The performance of its capital markets unit makes Scotiabank the first major financial institution in Canada to not see an increase in profit in a segment that received a boost from record deal-making in the early months of this year.
But Canada’s No. 3 lender still fared better than expected, reporting adjusted net income of C$2.48 billion ($2.06 billion), or C$1.90 a share, in the three months ended April 30, compared with analysts’ estimates of C$1.76 a share, based on IBES data from Refinitiv.
That was thanks to provisions for credit losses of C$496 million, versus analyst expectations of C$698 million, down from C$1.8 billion a year earlier.
While that included the release of about C$200 million of allowances on performing loans, Scotiabank did set aside nearly nearly C$2 billion to cover impaired loans, a 37% increase from a year earlier due to higher retail loan write-offs in its Pacific Alliance-focused international banking unit.
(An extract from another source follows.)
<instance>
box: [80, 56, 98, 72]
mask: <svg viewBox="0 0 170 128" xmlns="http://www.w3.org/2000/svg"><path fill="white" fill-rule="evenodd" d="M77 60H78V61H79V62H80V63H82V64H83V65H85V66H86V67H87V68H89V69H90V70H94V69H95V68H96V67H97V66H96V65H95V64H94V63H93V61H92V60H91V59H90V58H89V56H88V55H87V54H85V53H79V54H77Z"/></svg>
The results wrap up a better-than-expected quarter for Canada’s six biggest lenders that was driven by lower provisions than analysts had predicted, as a raft of government stimulus measures and the banks’ own deferrals on loan payments last year kept a lid on soured loans.
But that masks some challenges, particularly in commercial loan growth, which has remained sluggish, and flat to lower net interest margins.
Scotiabank reported overall net profit of C$2.46 billion, or C$1.88 a share, up from C$1.32 billion, or C$1 a share, a year ago.